Anche se la contraffazione è indiretta e il reato risulta prescritto devono comunque essere risarciti i danni, come dispone il codice della proprietà industriale. Il decreto legislativo 10/02/2005, n. 30, infatti, sanziona il contributory infringement, vale a dire la condotta dell’azienda che fornisce prodotti non coperti da brevetto ma destinati a una fattispecie vietata e ne è consapevole o potrebbe esserlo utilizzando l’ordinaria diligenza.

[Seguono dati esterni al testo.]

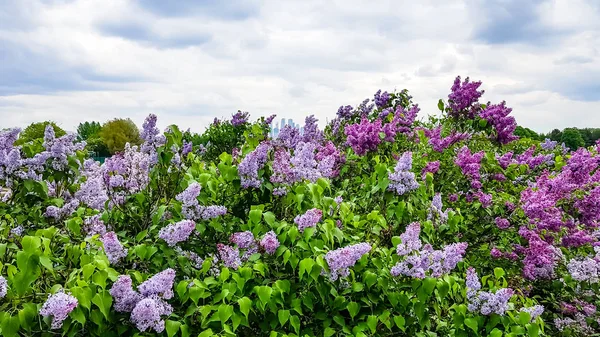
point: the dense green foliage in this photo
(118, 132)
(69, 226)
(35, 131)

E dunque, anche se è estinto in capo all’imprenditore il reato di violazione della privativa industriale, dopo il ricorso proposto dalla parte civile il giudice dell’impugnazione penale è tenuto a verificare se la condotta dell’imputato abbia comunque causato un danno ingiusto all’azienda titolare del brevetto, verificando se sussiste la responsabilità extracontrattuale: l’accertamento deve essere svolto sulla base della regola civilistica del “più probabile che non”, invece che di quella penalistica dell’“alto grado di probabilità logica”. Così la Corte di cassazione penale, sez. terza, nella sentenza n. 12399 del 31/03/2025.

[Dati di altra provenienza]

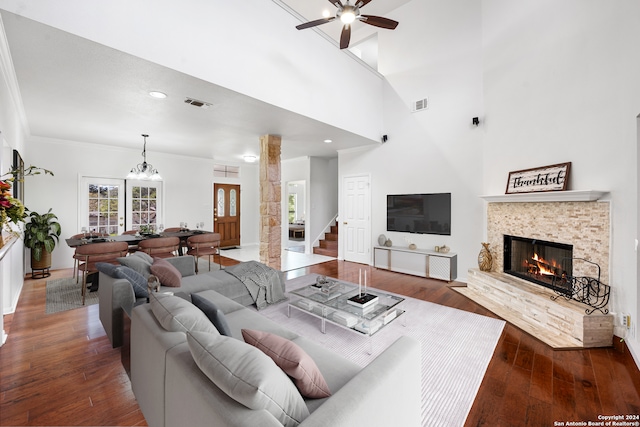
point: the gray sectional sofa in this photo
(170, 384)
(117, 294)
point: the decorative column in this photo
(270, 201)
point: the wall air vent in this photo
(419, 105)
(196, 103)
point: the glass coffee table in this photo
(331, 303)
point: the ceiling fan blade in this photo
(378, 21)
(361, 3)
(345, 37)
(315, 23)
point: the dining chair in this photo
(207, 244)
(173, 229)
(92, 253)
(183, 243)
(160, 247)
(132, 248)
(89, 235)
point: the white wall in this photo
(294, 170)
(239, 45)
(188, 186)
(321, 202)
(435, 150)
(561, 84)
(322, 197)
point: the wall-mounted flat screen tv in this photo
(419, 213)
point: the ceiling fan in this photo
(347, 14)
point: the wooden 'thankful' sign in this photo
(546, 178)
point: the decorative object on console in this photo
(410, 243)
(541, 179)
(485, 259)
(144, 170)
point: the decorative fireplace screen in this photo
(551, 265)
(548, 264)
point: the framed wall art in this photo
(541, 179)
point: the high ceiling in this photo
(75, 89)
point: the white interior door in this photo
(144, 204)
(356, 219)
(101, 205)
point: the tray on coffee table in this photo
(335, 307)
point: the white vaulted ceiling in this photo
(79, 90)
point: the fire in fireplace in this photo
(545, 263)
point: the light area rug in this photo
(456, 349)
(65, 294)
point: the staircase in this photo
(328, 245)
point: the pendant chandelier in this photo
(144, 170)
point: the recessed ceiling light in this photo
(159, 95)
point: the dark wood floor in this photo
(60, 369)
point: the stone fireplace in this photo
(583, 225)
(547, 264)
(536, 246)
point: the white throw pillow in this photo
(248, 376)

Sempre più italiani chiedono un finanziamento per fare acquisti di beni o servizi. Ma aumenta anche l’affidabilità di chi chiede un prestito. Prosegue, infatti, la corsa del credito al consumo: il 2024 si è chiuso con quasi 170 miliardi di prestiti erogati. Allo stesso tempo, è calata costantemente nel corso del 2024 (da 0,262% a 0,222%), rimanendo su valori contenuti, la rischiosità del credito, rappresentata dal tasso di deterioramento dei prestiti alle famiglie calcolato in relazione al numero degli affidati (ossia i soggetti a cui, a fronte della concessione di prestiti o di garanzie, sono arrivate una o più segnalazioni alla Centrale dei rischi). I consumatori, quindi, continuano a indebitarsi, nonostante l’Italia si confermi ai primi posti in Europa per i tassi sui finanziamenti personali: una tendenza destinata a consolidarsi quest’anno. A rilevarlo è la Fondazione Fiba di First Cisl (Federazione italiana reti dei servizi del terziario, il sindacato dei lavoratori delle banche, delle assicurazioni, della finanza, della riscossione e delle authority) nella sua analisi periodica condotta su dati Bankitalia e Bce.

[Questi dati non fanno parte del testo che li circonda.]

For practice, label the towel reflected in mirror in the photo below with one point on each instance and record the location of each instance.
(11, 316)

A ogni fascia d’età corrisponde un diverso tipo di finanziamento. Per esempio, i giovani dai 18 ai 30 anni sono tra i principali fruitori di prestiti finalizzati, che rappresentano una possibilità meno impegnativa di approcciare il mondo del credito rispetto ai mutui o ai prestiti personali. Si tratta, infatti, di una forma di credito al consumo, in genere di importi non molto elevati, destinata al consumatore finale e legata all’acquisto di un bene o di un servizio specifico. Si tratta di alcune delle evidenze della Mappa del credito realizzata dall’osservatorio Crif- Mister Credit, da cui emerge, invece, che gli over 60 hanno una maggior propensione all’utilizzo dei prestiti personali (per i quali la somma è corrisposta direttamente al cliente, senza richiederne il motivo, visto che l’erogazione non è subordinata all’acquisto di un bene o servizio specifico).